The advantage of living in these times is the ability to connect to someone on the other side of the world in seconds. The trend of self-driven cars, augmented reality or the possibility of wearing your watch/phone/computer/GPS device on your wrist — it’s wondrous, but the down side is the constant cycle of expectations being raised and hopes being dashed. When we find ourselves comparing our reality to the perceived reality of others, and when we lack a sense of balance or purpose in our lives, we are disappointed, and disappointment leads to unhappiness. We are left meandering and grasping for more, for something to fill our emptiness. It’s impossible to keep up with self-imposed expectations birthed from a presumed reality.

It’s a predicament that everyone at some point is thrust into. The tendency to believe that having more things will make you happy. Having what they have will make you complete. For the religiously inclined, it happens to be a mortal sin: The act of coveting. We might covet some designer brand, some exotic destination, someone’s Adonis physique, or what appears as a perfect and poetic relationship. Even though we may very well intuitively know, as the saying goes, appearances are deceiving and perception is reality.

But fret not. There are tools we can use to free ourselves from this condition. Discipline is a must. Just as we workout to stay fit, eat healthy to maintain our weight, we also need self-mastery to remain centered and grateful. Ralph Waldo Emerson’s quote never gets old, and it’s a good one to keep on a post-it close to you: “Cultivate the habit of being grateful for every good thing that comes to you, and to give thanks continuously.”

It’s also necessary to continue to engage our imagination, all the while keeping our expectations in check. Dr. Amit Sood, a Professor of Medicine at the Mayo Clinic asserts that there are neuro-predispositions that sabotage us. “Our brain is a giant network of 60 to 90 billion neurons,” he says. “This circuitry collaborates to create two modes of the brain, the Wandering Mode and the Focused Mode.” What’s more, the first mode repeats irrelevant information as if in a loop. It’s our default mode. The mind wanders from thought to thought.
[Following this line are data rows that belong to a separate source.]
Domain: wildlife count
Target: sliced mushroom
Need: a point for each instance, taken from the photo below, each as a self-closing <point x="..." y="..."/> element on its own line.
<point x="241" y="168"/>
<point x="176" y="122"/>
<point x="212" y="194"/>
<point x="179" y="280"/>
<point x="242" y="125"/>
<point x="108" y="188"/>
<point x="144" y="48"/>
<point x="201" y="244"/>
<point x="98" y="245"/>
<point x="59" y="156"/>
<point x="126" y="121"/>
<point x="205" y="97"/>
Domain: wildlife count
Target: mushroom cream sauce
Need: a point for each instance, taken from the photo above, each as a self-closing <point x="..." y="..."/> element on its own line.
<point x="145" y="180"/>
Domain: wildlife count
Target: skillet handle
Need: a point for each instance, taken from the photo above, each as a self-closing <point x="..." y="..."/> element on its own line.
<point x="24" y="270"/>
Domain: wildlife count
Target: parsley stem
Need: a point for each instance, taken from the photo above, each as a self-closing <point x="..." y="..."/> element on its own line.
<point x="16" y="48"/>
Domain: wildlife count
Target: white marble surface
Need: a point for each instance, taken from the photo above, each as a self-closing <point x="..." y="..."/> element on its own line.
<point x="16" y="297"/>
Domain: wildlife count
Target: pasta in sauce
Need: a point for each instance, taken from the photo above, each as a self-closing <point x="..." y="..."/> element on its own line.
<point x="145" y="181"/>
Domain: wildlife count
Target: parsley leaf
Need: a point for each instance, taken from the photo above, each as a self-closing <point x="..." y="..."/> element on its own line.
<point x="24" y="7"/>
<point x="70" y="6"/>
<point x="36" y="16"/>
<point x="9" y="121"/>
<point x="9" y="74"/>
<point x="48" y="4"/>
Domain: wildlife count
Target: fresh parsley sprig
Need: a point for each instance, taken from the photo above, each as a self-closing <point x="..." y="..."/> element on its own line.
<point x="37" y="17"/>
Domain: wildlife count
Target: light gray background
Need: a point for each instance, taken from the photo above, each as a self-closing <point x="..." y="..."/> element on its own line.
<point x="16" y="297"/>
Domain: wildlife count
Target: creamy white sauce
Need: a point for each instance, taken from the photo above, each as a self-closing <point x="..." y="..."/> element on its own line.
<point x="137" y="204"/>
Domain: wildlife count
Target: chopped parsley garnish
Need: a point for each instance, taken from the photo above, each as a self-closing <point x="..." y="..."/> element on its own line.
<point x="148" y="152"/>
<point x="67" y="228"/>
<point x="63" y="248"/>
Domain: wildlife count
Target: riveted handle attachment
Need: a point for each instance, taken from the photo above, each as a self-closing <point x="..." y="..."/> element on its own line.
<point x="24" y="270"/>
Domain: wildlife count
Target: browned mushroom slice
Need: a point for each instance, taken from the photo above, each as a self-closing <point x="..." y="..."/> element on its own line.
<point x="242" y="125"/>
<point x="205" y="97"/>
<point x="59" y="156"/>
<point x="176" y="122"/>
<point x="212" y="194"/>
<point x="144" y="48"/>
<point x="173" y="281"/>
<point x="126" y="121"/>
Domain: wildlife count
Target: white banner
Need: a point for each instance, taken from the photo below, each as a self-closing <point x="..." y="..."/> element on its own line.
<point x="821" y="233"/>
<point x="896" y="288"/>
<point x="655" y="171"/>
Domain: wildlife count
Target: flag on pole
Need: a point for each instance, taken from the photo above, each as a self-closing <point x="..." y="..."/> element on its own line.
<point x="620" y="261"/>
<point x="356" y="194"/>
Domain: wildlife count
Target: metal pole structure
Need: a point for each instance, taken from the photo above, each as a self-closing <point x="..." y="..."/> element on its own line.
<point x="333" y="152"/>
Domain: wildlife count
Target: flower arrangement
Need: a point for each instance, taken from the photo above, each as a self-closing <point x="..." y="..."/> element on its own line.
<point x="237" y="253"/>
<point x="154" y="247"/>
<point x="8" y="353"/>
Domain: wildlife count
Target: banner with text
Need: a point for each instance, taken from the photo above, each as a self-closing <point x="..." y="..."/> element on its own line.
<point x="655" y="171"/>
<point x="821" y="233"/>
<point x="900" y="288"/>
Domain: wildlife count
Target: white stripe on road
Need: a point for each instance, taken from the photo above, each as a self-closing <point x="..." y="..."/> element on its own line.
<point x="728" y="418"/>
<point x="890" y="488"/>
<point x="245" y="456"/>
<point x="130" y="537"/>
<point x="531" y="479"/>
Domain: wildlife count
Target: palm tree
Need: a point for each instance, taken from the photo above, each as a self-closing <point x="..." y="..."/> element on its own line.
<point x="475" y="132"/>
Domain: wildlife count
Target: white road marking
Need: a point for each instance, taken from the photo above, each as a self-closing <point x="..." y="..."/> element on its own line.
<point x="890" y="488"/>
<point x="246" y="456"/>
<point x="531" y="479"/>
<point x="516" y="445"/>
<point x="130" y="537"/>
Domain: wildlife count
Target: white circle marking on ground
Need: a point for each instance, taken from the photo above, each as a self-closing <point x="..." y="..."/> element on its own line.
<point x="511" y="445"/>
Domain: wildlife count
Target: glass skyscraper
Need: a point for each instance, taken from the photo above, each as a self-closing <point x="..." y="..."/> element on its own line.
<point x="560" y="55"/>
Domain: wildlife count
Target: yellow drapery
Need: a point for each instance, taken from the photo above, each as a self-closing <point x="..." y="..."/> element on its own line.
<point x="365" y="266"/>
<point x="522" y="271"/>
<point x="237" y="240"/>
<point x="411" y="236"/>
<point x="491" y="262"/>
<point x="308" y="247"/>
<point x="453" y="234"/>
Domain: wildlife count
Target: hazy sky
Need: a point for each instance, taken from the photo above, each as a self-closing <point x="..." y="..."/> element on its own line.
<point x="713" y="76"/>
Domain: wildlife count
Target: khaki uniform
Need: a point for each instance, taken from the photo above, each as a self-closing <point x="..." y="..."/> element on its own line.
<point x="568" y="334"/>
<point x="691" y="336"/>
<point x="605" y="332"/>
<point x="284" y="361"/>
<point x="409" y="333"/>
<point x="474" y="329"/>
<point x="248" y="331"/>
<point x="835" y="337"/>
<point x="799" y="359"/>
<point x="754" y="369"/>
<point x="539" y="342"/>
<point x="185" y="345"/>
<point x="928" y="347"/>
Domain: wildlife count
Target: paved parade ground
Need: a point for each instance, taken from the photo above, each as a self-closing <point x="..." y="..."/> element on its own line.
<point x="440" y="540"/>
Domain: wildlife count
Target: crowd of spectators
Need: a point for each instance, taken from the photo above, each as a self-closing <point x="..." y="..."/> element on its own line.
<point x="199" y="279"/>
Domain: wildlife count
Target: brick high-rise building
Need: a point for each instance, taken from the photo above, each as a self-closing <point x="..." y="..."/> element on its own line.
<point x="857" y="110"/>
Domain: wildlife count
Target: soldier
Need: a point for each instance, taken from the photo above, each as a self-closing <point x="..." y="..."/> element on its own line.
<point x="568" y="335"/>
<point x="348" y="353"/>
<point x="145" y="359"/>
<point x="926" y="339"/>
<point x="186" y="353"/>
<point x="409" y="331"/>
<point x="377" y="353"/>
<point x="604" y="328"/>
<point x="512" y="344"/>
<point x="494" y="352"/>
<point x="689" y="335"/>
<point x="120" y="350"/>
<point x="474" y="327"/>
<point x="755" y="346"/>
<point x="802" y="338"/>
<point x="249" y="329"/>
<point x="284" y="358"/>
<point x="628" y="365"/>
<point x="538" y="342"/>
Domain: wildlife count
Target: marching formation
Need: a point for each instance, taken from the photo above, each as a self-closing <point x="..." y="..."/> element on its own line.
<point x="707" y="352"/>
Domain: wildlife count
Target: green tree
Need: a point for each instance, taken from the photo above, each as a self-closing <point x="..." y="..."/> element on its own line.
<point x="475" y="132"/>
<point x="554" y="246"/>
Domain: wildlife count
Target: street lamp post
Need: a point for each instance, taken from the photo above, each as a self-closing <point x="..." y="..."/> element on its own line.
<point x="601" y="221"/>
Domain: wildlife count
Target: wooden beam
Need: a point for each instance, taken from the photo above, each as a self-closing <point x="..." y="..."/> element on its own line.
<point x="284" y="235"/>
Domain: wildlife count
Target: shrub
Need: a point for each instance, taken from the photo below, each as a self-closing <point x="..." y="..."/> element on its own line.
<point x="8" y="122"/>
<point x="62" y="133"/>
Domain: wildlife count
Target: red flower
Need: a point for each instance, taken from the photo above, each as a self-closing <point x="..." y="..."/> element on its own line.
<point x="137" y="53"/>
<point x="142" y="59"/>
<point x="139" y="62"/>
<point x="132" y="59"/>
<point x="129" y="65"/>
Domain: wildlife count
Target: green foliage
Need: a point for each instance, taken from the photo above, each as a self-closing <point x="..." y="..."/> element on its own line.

It’s those moments when you’re reading a book and realize you’ve paid no attention to what you just read. We spend 50% to 80% of the day in that state. He continues: “The focused mode of the brain is alert, and engaged. It’s when you’re processing something interesting, something novel, something meaningful…our brain loves being in this mode but we don’t give ourselves enough of that.”

In short, when we allow our brain to spend more time in the wandering mode, we self-sabotage. We strangle the potential out of it. We welcome disarray and disorder — spending time on thoughts that serve us no purpose. This is where we can bring in new practices to dupe the brain. Yes, you need to con your own brain back into focus mode, where it’s more productive and working for your benefit.

So how do you accomplish this? Meditation is a potential remedy, as is keeping a gratitude journal and taking up activities that keep you focused in the moment. By doing this, your pesky brain has no time to amble around if you’re about to, for example, dive into the ocean during a diving course, are biking a couple of miles as part of your cycling club, or when you’ve set a goal of reading a certain amount of books per month. An active and engaged mind isn’t idle — it won’t squander time creeping on social media and gloating over what they might, or might not have.

In the end, we need to take happiness seriously…and we must stay vigilant over our thoughts. If we improve contentment — for who we are, what we have, how we’re spending our time — the outcome is happiness. Once we realize that nurturing our bliss is a daily discipline, we reach humanly nirvana, in the Earthly sense, while we are alive. For one thing, I’m now going to practice what I preach and head downstairs and stroll a few blocks over from my accommodations to the famed Blue Lagoon. Cold or not, I want to cherish the moment, and be grateful for the gift of being in Iceland. Not everyone is as lucky or fortunate or even blessed as I am in this very moment. And that’s all I can do, live in the now and enjoy every second. True happiness is just over the horizon — and much closer than you think.